Season three was pretty much business as usual at the fictional Community General Hospital. While there were few standout episodes, this show was usually pretty consistent. The problem was that it often repeated itself, and the formula ran thin at times. What made it work was the lighter atmosphere for a murder mystery. There were usually plenty of laughs, often found in the sometimes wacky characters at Community General. The show often had a flair for the warm-hearted stuff. In Witness To Murder, Sloan takes in a young girl to protect her from a killer. While not usually the most action packed drama (after all Dick Van Dyke was hardly a spring chicken) there were some nice suspenseful moments. In the two-part episode Murder On The Run, Sloan is held hostage by a man accused of murder. The desperate man forces Sloan to prove his innocence. Son Steve often blundered into trouble himself. In Love Is Murder, Steve discovers his girlfriend might be the elusive killer he’s been searching for. The Murder Trade is a Strangers On A Train affair when another doctor kills for Sloan and now expects him to return the favor.
Each episode of Diagnosis Murder is presented in its original broadcast full frame format. There’s not a lot to love in this transfer. The picture is almost always grainy. There are too many overt instances of compression artifact. In general this was not a carefully prepared transfer. I’m sure Paramount expects the fans to take it as it is. Colors are fair, but there is a subdued overall tone to the entire presentation. Black levels suffer the most and are quite poor.
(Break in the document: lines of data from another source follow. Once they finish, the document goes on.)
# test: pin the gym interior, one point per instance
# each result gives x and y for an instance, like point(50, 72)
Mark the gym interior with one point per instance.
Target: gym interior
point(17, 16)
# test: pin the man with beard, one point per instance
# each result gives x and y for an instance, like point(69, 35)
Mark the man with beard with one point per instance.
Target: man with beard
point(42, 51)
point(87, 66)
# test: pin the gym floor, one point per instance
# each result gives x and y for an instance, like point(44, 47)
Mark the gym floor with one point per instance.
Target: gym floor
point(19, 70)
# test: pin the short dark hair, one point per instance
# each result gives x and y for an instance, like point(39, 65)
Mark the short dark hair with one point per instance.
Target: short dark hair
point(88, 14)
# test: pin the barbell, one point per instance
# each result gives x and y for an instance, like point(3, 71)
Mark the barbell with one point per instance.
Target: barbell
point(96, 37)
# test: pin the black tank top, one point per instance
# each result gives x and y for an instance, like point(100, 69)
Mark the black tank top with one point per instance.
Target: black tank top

The Dolby Digital 2.0 track delivers exactly what you are looking for and nothing more. The dialog is clear, and that’s all you’re going to get out of this minimalist presentation. If you’re looking for the nostalgia of watching a ten year old television show, Paramount decided to make the experience authentic by delivering a ten year old sound.
While I did not regularly watch the show, I would catch it from time to time. I almost always enjoyed it but never fell in love with it. The characters were always interesting, and who doesn’t love Dick Van Dyke? He was obviously having fun, but I would have liked to see more variety from time to time. After all: “There’s a lot of ways to kill someone.”